Second, of course, we needed to close a mutually agreeable partnership with Meiji. We were fortunate that our CSO had a prior collaboration with Meiji.  With the help of a mutual colleague based in Japan, we arrived at a collaboration in which we shared our IP and regulatory filings with Meiji in Asia, and Meiji shared its data and manufacturing capability with us.   The team’s ingenuity and grit were on display here: our development team was very creative with a limited budget to answer our key formulation questions and build the initial foundation for a patent. The BD teams at Spero and Meiji bridged differences in culture, time zones, and opinions on key issues, with our COO even taking one of the final negotiations, a three hour call, in the basement of a Viennese palace while on holiday.

Some valuable lessons

I reflect on some of the decisions we made that set the stage to create SPR994:

  • Balancing focus and growth – listen to the team and create a structure: For emerging companies this is a constant tension – double down on what seems to be working or create optionality for the future.   The passion of the team once we found what became SPR994 was a major driver in finding this balance; I credit our Board for placing trust in our ability to execute and run with the project.  Having clear goals, a discrete budget, and clear go/no go (either we found a project with legs after 4 months, or we moved on) helped make that balance work.
  • Partial funding doesn’t mean partial potential: At Spero, we have always taken a risk gated approach to drug development. We ratchet up money and time when programs cross important stage gates; as leaders we had to focus on balancing good fiscal discipline and ensuring that a limited budget didn’t impact the ATP behind the SPR994 program.
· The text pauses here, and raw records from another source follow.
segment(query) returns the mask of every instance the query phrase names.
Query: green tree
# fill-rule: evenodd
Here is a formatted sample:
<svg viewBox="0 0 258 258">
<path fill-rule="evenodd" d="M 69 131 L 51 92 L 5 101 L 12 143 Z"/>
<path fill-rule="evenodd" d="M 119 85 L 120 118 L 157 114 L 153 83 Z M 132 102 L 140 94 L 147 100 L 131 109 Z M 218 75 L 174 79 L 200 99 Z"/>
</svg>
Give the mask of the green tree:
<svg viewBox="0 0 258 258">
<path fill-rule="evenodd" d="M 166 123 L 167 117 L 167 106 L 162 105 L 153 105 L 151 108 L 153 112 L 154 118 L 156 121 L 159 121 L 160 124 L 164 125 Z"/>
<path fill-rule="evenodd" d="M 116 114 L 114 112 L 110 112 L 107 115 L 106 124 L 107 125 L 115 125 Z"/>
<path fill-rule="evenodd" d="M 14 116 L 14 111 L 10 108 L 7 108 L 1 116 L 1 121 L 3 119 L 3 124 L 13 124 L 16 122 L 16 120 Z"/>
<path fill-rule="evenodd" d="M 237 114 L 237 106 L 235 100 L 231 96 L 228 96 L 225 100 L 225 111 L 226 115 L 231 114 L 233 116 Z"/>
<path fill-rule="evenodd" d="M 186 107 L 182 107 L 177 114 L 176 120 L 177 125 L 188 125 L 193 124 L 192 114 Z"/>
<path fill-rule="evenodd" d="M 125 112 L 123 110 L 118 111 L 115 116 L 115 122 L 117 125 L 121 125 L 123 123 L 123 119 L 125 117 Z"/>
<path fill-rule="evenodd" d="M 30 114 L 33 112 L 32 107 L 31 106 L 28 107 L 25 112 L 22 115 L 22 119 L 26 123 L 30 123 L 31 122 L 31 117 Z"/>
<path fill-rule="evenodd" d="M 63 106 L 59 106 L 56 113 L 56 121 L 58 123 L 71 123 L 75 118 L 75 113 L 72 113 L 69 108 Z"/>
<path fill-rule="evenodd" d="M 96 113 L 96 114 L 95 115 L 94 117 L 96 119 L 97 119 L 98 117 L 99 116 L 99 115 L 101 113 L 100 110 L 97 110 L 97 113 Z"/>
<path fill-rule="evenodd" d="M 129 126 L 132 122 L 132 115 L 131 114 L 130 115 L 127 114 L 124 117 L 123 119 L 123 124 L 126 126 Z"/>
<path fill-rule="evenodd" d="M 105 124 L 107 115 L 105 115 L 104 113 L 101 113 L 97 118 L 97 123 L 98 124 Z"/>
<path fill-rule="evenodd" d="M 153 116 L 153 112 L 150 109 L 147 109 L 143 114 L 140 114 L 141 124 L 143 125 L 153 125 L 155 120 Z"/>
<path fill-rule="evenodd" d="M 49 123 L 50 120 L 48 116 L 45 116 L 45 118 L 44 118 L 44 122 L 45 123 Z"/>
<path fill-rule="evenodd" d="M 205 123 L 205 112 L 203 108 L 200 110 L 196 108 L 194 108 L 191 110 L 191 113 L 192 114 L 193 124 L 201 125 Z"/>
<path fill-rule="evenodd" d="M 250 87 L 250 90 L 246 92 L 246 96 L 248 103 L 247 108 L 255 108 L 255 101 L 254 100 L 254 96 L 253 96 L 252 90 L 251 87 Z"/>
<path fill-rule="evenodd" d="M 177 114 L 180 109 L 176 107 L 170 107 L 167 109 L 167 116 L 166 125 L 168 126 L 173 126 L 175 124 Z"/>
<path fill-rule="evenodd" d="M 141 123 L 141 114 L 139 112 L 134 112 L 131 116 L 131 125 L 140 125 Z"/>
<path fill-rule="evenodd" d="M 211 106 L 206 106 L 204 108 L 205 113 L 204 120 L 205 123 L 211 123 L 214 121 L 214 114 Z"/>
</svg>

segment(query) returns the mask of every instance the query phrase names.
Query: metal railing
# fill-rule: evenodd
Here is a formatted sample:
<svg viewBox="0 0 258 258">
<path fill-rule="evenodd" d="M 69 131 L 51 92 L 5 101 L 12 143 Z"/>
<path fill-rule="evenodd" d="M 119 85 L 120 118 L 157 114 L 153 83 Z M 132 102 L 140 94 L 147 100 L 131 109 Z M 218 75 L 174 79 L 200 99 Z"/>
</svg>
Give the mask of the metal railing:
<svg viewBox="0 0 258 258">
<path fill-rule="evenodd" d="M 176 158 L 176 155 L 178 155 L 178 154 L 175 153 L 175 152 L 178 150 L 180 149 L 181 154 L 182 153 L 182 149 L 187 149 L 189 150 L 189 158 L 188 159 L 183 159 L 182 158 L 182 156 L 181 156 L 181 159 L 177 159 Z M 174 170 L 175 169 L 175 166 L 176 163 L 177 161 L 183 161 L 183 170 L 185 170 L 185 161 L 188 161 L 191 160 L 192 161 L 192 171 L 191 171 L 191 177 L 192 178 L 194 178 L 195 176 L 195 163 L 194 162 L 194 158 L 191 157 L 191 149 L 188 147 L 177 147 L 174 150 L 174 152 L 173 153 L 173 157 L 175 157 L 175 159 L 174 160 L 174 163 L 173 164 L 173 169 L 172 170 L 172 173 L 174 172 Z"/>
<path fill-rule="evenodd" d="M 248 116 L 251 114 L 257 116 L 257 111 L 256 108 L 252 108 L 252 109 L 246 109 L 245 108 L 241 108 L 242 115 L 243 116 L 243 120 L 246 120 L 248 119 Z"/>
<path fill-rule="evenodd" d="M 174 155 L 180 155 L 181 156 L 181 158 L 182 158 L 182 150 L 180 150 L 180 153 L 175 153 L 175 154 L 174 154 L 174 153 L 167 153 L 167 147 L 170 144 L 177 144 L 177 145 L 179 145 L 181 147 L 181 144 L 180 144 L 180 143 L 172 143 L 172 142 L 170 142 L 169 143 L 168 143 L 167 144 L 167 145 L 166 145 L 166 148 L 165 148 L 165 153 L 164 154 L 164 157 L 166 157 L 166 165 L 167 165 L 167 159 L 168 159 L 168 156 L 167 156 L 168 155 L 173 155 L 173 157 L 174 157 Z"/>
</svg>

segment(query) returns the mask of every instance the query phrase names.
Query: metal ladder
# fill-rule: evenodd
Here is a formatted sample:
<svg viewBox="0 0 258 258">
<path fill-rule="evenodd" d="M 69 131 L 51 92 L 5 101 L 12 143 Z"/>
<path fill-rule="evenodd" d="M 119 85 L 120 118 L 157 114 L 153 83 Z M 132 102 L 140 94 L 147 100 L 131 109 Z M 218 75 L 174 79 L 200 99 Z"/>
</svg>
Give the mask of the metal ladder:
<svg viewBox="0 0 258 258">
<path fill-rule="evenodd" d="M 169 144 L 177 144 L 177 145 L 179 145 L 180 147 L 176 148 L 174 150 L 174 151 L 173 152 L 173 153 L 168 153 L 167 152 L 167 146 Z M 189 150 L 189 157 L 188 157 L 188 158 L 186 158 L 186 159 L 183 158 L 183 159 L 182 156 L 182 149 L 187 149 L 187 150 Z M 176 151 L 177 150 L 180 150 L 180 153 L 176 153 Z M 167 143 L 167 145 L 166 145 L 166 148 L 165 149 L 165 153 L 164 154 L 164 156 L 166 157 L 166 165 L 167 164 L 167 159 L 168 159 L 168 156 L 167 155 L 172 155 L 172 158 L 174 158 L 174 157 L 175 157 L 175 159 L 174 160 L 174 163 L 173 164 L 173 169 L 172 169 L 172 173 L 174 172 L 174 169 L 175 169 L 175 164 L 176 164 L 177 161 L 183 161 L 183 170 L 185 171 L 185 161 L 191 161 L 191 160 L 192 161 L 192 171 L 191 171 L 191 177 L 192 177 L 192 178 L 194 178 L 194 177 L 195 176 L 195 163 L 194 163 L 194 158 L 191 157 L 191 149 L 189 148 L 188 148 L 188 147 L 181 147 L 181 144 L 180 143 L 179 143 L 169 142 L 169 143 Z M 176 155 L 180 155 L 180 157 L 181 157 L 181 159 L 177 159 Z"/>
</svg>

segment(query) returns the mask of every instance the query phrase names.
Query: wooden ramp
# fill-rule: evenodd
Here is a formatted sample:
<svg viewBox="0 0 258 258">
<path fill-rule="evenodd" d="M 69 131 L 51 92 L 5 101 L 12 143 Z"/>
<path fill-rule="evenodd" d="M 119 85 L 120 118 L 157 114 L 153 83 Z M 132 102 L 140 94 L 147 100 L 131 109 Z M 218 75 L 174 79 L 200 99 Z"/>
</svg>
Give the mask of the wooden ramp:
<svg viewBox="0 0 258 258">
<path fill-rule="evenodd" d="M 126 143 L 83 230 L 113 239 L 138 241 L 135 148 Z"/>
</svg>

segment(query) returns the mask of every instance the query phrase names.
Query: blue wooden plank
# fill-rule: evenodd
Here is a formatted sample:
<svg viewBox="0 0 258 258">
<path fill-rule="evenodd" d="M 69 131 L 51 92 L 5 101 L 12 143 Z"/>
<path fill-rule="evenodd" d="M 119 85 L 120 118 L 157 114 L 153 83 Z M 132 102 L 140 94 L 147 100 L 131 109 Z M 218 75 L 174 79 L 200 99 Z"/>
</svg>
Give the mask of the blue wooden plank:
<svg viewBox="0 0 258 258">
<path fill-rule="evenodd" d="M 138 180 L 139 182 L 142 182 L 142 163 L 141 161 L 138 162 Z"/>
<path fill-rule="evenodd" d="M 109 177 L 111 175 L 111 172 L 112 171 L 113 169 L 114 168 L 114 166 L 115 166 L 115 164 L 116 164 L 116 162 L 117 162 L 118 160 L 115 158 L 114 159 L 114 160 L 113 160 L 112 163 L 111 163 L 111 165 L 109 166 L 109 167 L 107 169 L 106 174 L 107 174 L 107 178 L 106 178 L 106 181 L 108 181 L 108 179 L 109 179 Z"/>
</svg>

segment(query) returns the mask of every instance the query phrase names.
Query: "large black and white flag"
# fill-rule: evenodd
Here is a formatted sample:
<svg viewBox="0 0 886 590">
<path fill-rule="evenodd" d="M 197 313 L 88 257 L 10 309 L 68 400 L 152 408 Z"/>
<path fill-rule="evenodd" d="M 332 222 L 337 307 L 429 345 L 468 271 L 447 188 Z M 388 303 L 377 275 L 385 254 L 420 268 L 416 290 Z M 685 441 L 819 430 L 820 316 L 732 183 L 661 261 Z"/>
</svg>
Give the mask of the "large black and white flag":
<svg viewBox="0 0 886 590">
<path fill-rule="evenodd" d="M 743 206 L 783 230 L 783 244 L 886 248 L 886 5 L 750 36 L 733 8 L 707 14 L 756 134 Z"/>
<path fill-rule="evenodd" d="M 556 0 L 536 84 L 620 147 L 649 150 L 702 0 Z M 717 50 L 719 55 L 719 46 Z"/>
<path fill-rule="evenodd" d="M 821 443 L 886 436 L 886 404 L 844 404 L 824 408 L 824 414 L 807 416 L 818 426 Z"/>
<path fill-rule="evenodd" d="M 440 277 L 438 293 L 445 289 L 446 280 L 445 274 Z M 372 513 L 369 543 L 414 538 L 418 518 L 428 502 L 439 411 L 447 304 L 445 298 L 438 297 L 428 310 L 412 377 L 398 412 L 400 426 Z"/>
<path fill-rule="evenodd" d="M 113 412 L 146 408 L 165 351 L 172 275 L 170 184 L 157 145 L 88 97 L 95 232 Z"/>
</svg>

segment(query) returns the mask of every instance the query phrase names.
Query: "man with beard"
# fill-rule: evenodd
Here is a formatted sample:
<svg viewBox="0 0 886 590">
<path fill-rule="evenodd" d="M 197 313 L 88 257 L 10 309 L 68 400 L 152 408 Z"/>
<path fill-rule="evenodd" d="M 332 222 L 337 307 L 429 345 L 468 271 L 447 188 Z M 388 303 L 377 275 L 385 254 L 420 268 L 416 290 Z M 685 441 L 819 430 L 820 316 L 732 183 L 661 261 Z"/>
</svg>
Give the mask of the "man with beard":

I credit the SPR994 program team for their passion and advocacy throughout as this was critical to keep the program going in the early days as other projects competed for time and capital.  We often return to this example now when our teammates offer up ideas they are passionate about but hesitate when they’re not “fully funded.”
  • Orthogonal expertise drives ingenuity: At each twist and turn of the SPR994 story, it took an expert (on the antimicrobial landscape, formulation, in Japanese language, etc.) to break through where the obvious step would have been to fold our tents.  This experience and others have taught me that the best place to nurture and grow long shots is where one’s expertise is better than anyone else’s. Temptations abound in a scaling company to pursue ideas that seem great on surface but where one doesn’t necessarily  have world-beating expertise. It take a degree of humility and introspection to appropriately identify when one has this expertise, and when one does not.

From improbable beginnings, SPR994 has become our lead program and an engine of Spero’s growth.  Because of the Meiji data and the unmet need, we have collaborated with the FDA on an accelerated path towards approval, and are now enrolling the single Phase 3 trial needed for approval in complicated urinary tract infections. We are proud of what we have created to date with our partner Meiji, and excited to continue to advance the program towards patients that need it.